What will matter and what the journalists have failed so far to examine for us – despite all the coverage of factional disputes and factional power plays – is what it means in 2013 to be a member of a faction in the Labor Party.
In ideological terms, in terms of policy positions, both domestic and foreign, what are the differences between the Right and the Left in the Labor Party? Bill Shorten is a leader of the Right and Tanya Plibersek a leader of the Labor Left, but it’s totally unclear what that means in terms of ideology and policy. If anything.
For a month, Bill Shorten and Anthony Albanese travelled around Australia campaigning for the leadership as key players in the Right and Left factions of the Labor Party, and yet on policy, on ideology, there was no disagreement and indeed, no discussion.
Bill Shorten was asked by a journalist at one of these meetings about the differences between the Right and the Left and his response was that the factions had formed as a response to the Cold War – presumably with the Right anti-communist and the Left anti-American – and that with the Cold War long over, there were no differences.
This is astounding. And probably not true. At least it is to be hoped that it is not true. Labor is inevitably going to go through a period of soul-searching which will involve a painful examination of what it means to be a social democratic party with trade union roots at a time when the era of rapid economic growth may be over and as a result, some aspects of the welfare state will come under pressure.
A party of the left which no longer has factions based on differences over what it means to be a progressive party is surely doomed to a never-ending search for the ‘best’ leader and to factional squabbles that are only over the spoils of office.
As for the squabbles over positions in the shadow cabinet and the factional deals concocted by the ‘faceless men’, journalists may find this fascinating but for many people, it’s pretty irrelevant when Labor is confronted with long years in the political wilderness.
Journalists will soon have to adjust to the fact that the coalition is in government and that Tony Abbott is the prime minister. On the evidence of their coverage of the Abbott government’s first weeks, they have not yet come to terms with the fact that what’s happening in the Labor Party is not very important.
Tony Abbott’s first weeks have been interesting. Abbott the opposition leader seems to have vanished overnight. It not yet clear who Tony Abbott prime minister might be, though in his first weeks, Abbott has travelled overseas and offered apologies on Australia’s behalf to the leaders of Indonesia and Malaysia, changed his tune about some of the harsher aspects of his asylum seeker policies and promised a free trade agreement with China within 12 months, despite the deep suspicions of his coalition partners about what this might mean in terms of Chinese ownership of Australian agricultural land.
And Tony Abbott has made it clear that unlike Rudd and Julia Gillard, he is determined not to be a slave of the 24/7 news cycle.
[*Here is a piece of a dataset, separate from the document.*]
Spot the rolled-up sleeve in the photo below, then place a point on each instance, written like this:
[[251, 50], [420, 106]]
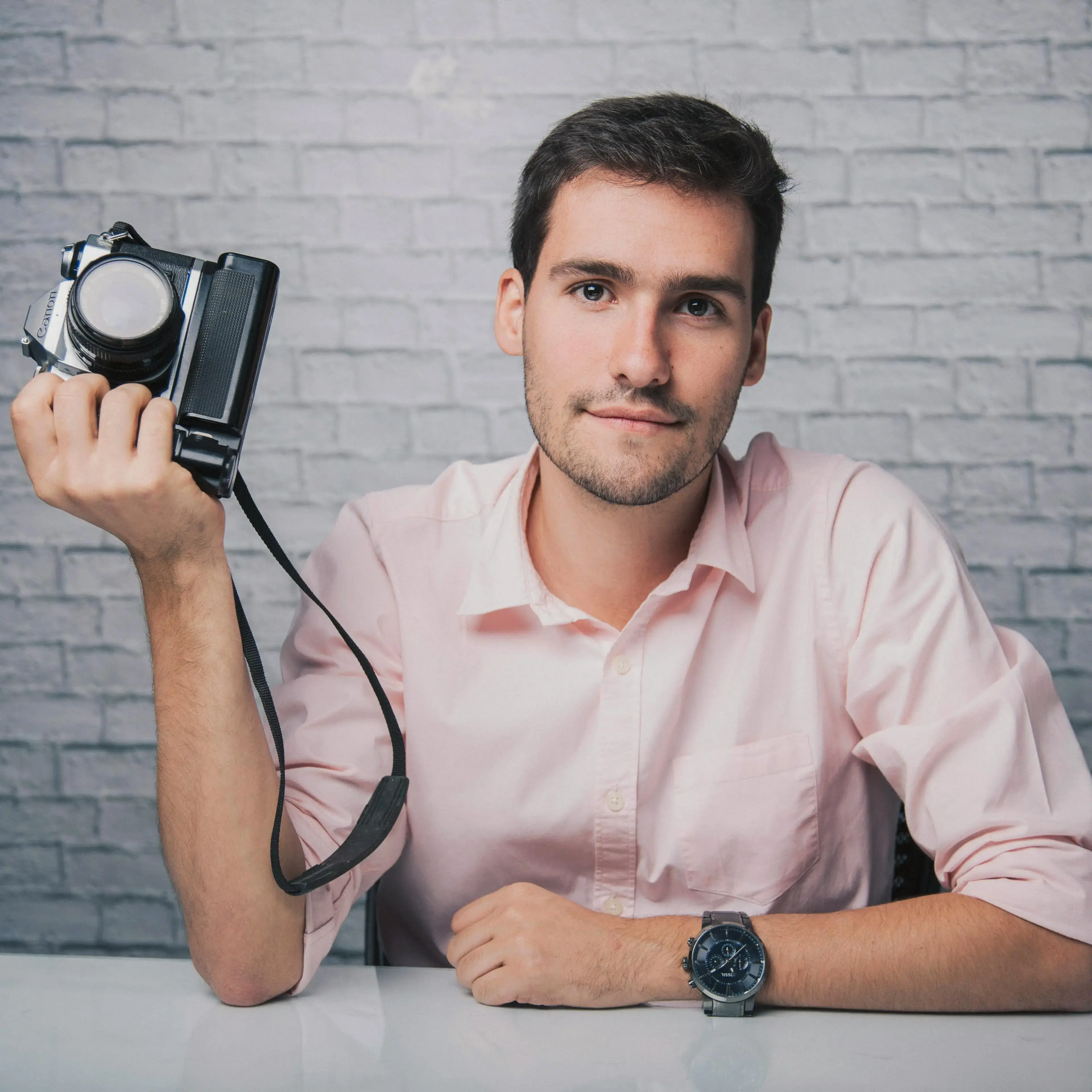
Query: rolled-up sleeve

Unlike Rudd and Gillard, who were both slaves to the media, determined to be seen to be constantly ‘doing something’, Abbott has been mostly invisible except when he was overseas.
For journalists, this is disconcerting. But it probably won’t last because Abbott’s strategy requires an iron discipline – by him and his cabinet and the outer ministry and even among his backbenchers. No government over time can maintain such discipline. In the meantime, journalists have had Labor to fill the news cycle. This too won’t last because in the end, oppositions don’t matter that much.